Comme la plupart des étudiants qui en sont actuellement à leur seconde année au cégep, j’appartiens à la cohorte ayant connu les cours à distance comme seule expérience des études collégiales. Il me fut donc permis, au cours de la présente session, de comparer ces deux réalités que sont les études en ligne et le cégep en présentiel.
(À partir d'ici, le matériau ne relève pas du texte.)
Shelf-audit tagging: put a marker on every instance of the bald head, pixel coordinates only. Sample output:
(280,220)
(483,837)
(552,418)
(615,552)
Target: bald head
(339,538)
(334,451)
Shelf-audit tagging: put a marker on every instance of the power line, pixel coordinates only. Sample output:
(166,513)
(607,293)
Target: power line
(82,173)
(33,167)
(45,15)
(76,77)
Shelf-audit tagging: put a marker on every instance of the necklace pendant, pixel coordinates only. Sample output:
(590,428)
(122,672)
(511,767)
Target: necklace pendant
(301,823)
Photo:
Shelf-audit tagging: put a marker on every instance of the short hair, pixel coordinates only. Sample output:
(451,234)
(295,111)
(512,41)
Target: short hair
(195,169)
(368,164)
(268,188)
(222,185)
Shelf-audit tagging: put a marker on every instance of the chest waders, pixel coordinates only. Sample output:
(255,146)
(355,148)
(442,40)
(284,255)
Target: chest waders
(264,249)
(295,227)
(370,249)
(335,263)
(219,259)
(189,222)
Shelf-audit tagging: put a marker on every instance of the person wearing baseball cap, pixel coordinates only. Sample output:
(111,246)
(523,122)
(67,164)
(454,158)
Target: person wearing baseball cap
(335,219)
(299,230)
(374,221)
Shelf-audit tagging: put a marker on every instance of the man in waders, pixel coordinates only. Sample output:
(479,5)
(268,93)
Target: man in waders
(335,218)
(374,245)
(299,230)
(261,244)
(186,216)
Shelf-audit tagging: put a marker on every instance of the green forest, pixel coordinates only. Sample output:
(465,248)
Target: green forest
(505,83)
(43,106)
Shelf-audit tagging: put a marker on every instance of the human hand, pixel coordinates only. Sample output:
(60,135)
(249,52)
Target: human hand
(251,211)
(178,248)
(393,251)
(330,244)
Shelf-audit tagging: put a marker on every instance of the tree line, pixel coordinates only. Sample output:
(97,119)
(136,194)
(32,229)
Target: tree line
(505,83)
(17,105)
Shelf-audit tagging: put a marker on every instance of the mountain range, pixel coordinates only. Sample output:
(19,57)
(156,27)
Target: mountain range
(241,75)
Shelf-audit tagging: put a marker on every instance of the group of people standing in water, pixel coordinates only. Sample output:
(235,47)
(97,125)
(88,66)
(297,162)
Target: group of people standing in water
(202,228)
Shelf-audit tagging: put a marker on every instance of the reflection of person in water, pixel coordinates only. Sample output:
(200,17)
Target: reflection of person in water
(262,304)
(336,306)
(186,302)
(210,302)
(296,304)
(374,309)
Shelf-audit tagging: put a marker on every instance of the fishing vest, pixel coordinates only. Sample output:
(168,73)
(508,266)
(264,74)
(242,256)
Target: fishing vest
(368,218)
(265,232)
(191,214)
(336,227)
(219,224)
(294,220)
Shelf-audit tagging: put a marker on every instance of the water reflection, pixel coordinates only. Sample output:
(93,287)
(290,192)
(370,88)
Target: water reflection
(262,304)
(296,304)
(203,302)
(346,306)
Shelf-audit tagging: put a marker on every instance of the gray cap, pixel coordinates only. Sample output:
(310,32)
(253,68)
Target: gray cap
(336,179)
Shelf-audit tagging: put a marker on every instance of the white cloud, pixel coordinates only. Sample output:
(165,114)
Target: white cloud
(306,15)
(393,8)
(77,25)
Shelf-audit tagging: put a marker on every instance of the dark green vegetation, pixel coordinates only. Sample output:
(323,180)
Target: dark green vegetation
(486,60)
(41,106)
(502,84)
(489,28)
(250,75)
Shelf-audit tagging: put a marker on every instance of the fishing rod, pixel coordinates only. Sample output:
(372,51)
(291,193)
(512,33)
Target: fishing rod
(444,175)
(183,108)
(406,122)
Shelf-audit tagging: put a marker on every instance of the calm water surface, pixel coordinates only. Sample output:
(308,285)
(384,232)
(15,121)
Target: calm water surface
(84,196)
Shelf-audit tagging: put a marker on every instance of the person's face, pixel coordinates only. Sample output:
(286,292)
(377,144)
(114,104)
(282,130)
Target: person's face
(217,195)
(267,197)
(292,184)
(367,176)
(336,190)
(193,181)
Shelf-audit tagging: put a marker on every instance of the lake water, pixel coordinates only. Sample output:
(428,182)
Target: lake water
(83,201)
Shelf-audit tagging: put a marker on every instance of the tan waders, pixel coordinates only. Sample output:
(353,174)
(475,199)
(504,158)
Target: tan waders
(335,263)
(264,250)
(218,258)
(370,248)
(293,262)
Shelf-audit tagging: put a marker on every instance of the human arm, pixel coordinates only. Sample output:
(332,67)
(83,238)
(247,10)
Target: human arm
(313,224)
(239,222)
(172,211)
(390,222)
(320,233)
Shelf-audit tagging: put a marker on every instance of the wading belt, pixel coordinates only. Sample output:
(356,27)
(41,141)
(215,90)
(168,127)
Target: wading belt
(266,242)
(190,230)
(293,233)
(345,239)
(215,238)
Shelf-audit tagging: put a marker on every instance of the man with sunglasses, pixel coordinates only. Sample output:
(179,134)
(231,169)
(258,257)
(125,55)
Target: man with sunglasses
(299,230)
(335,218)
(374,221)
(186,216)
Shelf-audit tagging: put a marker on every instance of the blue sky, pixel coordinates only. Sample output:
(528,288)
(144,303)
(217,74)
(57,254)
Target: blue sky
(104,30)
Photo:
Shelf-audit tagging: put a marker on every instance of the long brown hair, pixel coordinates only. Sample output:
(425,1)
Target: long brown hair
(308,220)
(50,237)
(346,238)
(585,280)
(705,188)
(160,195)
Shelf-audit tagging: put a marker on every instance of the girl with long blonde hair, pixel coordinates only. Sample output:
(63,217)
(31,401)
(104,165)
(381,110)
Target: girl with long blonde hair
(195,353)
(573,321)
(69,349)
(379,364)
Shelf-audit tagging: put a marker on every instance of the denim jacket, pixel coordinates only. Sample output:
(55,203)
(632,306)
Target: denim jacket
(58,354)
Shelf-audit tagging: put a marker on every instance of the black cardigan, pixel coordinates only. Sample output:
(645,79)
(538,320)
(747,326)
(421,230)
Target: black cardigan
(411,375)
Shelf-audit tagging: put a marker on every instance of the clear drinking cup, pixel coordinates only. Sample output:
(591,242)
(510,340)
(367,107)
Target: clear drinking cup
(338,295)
Comme c’est sans doute le cas pour beaucoup d’étudiants et d’enseignants, je me plais davantage dans l’environnement stimulant du cégep que dans celui de mon humble demeure.
Or, malgré tous les inconvénients que l’on puisse leur trouver, les études durant la pandémie s’accompagnèrent de certaines nouvelles méthodes relatives au temps alloué lors des évaluations qui s’avérèrent pertinentes d’un point de vue pédagogique.
Au cours de la dernière année, les enseignants de littérature et de philosophie, en particulier, laissèrent leurs étudiants disposer d’une période de plusieurs jours afin de réaliser leurs travaux de rédaction alors que, dans la formule conventionnelle, la totalité de la dissertation se serait effectuée dans un intervalle de quelques heures en classe.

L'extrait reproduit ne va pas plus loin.